In dottrina si e' voluta ravvisare un'ipotesi di contratto a tempo determinato "acausale" soltanto nella previsione della Legge 28 giugno 2012, n. 92, articolo 1, comma 8, che, introducendo il Decreto Legislativo n. 368 del 2001, articolo 1 bis, ha permesso in un caso eccezionale la non indicazione della ragione giustificativa del termine. Ma quell'ipotesi eccezionale dev'essere comunque verificabile.

Nel caso di specie la Corte territoriale osserva che l'articolo 9 c.c.n.l. individuava una serie di casi in cui era ammessa l'apposizione del termine al rapporto di lavoro e, tra essi, l'intensificazione dell'attivita' lavorativa in determinati periodi dell'anno, a cui non era possibile sopperire con il normale organico.

Essa aggiunge, con riferimento al caso di specie, che nei contratti individuali del 2000 e del 2001 non era contenuto alcun riferimento a questa previsione, d'onde la nullita' della clausola in questione.

Col terzo motivo la ricorrente prospetta la violazione degli articoli 112, 115 e 116 c.p.c., articoli 1362 cpv., 1344 e 2697 c.c., Legge n. 230 del 1962, articoli 1 e 12, Legge n. 56 del 1987, articolo 23, Decreto Legislativo n. 368 del 2001, articoli 1 e 12, Legge n. 196 del 1997, articoli 1 e 11, Decreto Legislativo n. 276 del 2003, articoli 20, 28 e 86, e vizi di motivazione, svolgendo osservazioni circa la validita' e l'efficacia dei contratti di lavoro successivi al primo, del 1 giugno 2000.

Negata la validita' della clausola appositiva del termine, contenuta in questo contratto, ed affermata la durata indeterminata del rapporto, il motivo rimane assorbito.

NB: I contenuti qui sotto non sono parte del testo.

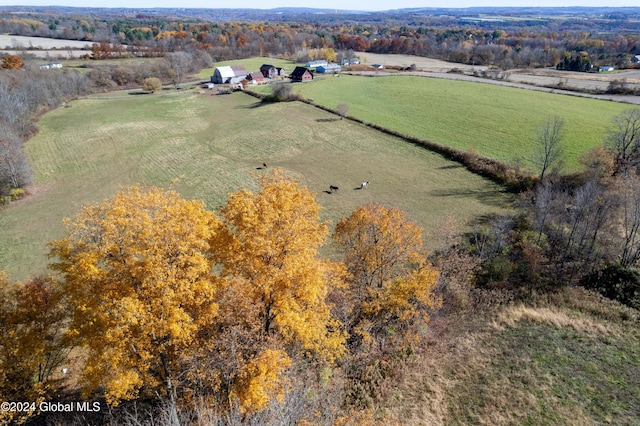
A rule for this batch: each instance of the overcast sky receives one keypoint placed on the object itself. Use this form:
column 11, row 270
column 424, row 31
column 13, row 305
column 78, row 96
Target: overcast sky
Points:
column 339, row 4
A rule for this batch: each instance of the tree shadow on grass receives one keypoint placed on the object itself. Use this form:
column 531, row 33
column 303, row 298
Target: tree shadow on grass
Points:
column 495, row 198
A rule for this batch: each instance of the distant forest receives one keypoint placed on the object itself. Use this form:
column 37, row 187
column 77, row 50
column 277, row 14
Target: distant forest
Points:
column 506, row 38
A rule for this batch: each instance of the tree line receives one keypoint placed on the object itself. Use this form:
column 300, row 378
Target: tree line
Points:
column 503, row 44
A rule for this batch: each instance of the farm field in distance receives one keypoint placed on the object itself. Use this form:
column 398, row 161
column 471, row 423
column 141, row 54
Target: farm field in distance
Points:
column 498, row 122
column 207, row 146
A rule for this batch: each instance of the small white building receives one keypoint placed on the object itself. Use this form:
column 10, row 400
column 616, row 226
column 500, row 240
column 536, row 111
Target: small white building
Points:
column 229, row 74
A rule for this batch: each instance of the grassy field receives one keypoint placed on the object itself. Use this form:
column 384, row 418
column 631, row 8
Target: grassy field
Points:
column 498, row 122
column 206, row 146
column 572, row 360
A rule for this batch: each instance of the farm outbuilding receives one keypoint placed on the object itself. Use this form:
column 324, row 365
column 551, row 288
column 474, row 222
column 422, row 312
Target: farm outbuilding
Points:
column 329, row 68
column 315, row 64
column 301, row 74
column 255, row 77
column 229, row 74
column 269, row 71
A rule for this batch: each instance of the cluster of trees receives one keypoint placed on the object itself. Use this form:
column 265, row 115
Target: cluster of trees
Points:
column 172, row 68
column 230, row 316
column 508, row 44
column 581, row 229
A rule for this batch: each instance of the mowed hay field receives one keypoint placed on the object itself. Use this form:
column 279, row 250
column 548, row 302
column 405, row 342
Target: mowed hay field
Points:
column 498, row 122
column 206, row 146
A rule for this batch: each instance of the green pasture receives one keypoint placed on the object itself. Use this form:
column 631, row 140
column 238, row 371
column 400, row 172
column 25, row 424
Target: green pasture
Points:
column 496, row 121
column 251, row 64
column 206, row 146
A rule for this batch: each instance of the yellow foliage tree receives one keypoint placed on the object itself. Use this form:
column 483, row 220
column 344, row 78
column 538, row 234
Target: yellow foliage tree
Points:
column 32, row 348
column 261, row 379
column 276, row 286
column 391, row 285
column 136, row 273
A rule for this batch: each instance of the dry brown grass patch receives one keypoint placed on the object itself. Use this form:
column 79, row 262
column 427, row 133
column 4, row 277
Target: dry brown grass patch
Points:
column 513, row 315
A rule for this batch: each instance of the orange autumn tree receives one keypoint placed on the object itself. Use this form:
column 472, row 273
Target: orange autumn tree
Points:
column 136, row 273
column 275, row 307
column 391, row 284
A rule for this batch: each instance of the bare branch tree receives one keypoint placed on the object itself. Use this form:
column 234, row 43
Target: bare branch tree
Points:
column 624, row 140
column 14, row 167
column 549, row 149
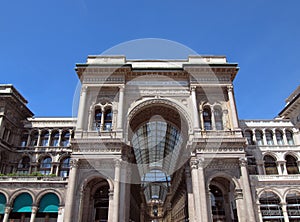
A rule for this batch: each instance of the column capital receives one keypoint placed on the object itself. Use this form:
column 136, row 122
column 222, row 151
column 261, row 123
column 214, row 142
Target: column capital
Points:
column 117, row 162
column 238, row 194
column 193, row 88
column 84, row 89
column 229, row 88
column 194, row 164
column 60, row 210
column 243, row 161
column 110, row 194
column 34, row 209
column 74, row 163
column 7, row 209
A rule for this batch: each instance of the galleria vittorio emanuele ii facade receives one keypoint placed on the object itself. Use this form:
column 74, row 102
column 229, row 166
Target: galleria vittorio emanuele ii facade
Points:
column 154, row 140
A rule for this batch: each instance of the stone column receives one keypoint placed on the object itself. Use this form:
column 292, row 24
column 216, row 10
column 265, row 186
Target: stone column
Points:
column 195, row 109
column 279, row 167
column 233, row 112
column 6, row 213
column 39, row 138
column 81, row 108
column 274, row 137
column 298, row 164
column 282, row 167
column 59, row 138
column 60, row 216
column 239, row 199
column 202, row 189
column 260, row 167
column 254, row 136
column 142, row 214
column 284, row 212
column 71, row 191
column 34, row 210
column 70, row 136
column 247, row 190
column 116, row 190
column 102, row 120
column 110, row 205
column 285, row 142
column 196, row 190
column 49, row 138
column 190, row 197
column 264, row 137
column 213, row 120
column 201, row 119
column 120, row 108
column 259, row 213
column 28, row 139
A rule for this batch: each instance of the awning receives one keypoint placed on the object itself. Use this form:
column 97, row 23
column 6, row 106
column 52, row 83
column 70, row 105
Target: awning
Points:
column 2, row 203
column 23, row 203
column 49, row 203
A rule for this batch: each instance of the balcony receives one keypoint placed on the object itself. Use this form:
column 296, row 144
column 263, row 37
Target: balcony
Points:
column 275, row 178
column 33, row 179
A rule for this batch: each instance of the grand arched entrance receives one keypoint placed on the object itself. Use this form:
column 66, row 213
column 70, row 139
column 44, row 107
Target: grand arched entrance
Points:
column 95, row 202
column 158, row 136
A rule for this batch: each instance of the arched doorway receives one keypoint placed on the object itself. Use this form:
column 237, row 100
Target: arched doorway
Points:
column 95, row 202
column 22, row 208
column 48, row 208
column 158, row 136
column 222, row 200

In definitiva, il ricorso va rigettato.

Le spese del presente giudizio seguono la soccombenza della ricorrente e vanno liquidate come da dispositivo.

P.Q.M.

La Corte rigetta il ricorso. Condanna la ricorrente alle spese del presente giudizio nella misura di euro 3500,00 per compensi professionali e di euro 100,00 per esborsi, oltre accessori di legge.